How do I start tonight?

Written by
Natalie Hamilton
Reviewed by
Prof. Graham Pierce, Ph.D.Initiating sleep meditation tonight requires little preparation and may have potentially great effects. Begin by lowering the lights 30 minutes before you wish to practice sleep meditation to stimulate the secretion of melatonin. Find a position that feels comfortable, such as lying flat with your knees lined up and supported, or lying on your side. For a mere five minutes, concentrate on nothing but your breathing rate, which should be learned through natural breathing.
Environmental Setup
- Set thermostat between 60-67°F for optimal sleep biology
- Place white noise machine or fan across the room
- Ensure complete darkness with blackout curtains
- Remove electronic devices emitting blue light
Mind-Body Preparation
- Complete mental download through brief journaling
- Perform gentle neck and shoulder rolls for tension release
- Apply lavender oil to pulse points for olfactory calming
- Set intention: 'I allow my body to rest tonight'
Technique Selection
- Choose one method: breath counting or body scanning
- Set timer for 5 minutes with soft chime ending
- Use free guided meditation apps for voice prompts
- Focus on sensation over perfection in execution
Your initial session aims to build the habit rather than achieve perfection. Look to think about something else often at the beginning. When it happens, notice the thought and return to your breathing pattern. Each time you return from a distraction, you strengthen your mental endurance. Just celebrate the simple completion of the five minutes.
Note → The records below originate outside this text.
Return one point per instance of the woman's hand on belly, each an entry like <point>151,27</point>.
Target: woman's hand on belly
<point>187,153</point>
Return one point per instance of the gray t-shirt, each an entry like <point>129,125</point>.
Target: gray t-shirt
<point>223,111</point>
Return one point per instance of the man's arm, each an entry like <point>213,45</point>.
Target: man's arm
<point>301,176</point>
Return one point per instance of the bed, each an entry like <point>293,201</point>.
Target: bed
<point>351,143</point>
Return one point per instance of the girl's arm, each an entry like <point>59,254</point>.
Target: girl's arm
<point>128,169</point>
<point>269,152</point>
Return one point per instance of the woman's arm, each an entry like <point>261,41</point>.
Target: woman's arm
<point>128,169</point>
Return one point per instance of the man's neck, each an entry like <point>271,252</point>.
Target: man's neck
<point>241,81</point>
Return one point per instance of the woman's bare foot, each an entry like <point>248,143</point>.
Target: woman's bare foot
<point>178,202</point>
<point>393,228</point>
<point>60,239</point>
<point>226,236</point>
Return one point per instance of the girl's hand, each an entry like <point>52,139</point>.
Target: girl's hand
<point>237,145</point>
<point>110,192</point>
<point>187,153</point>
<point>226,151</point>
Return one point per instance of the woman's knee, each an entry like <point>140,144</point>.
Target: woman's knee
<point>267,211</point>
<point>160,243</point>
Notice the subtle physiological changes in your body as you practice. Notice how your natural breathing rhythm slows after a few minutes. Observe that muscle tension begins to release and drop away without strain. Notice the temperature change in your hands and feet. If you perceive these signals properly, you are doing well in relaxing the nervous system.
During your post-session reflection, note one positive thing. Maybe you caught a wandering thought more quickly than expected. Perhaps you noticed deeper breaths coming during the last minute. The reflection builds motivation for tomorrow's practice. Consistency is more important than brilliant, immediate results.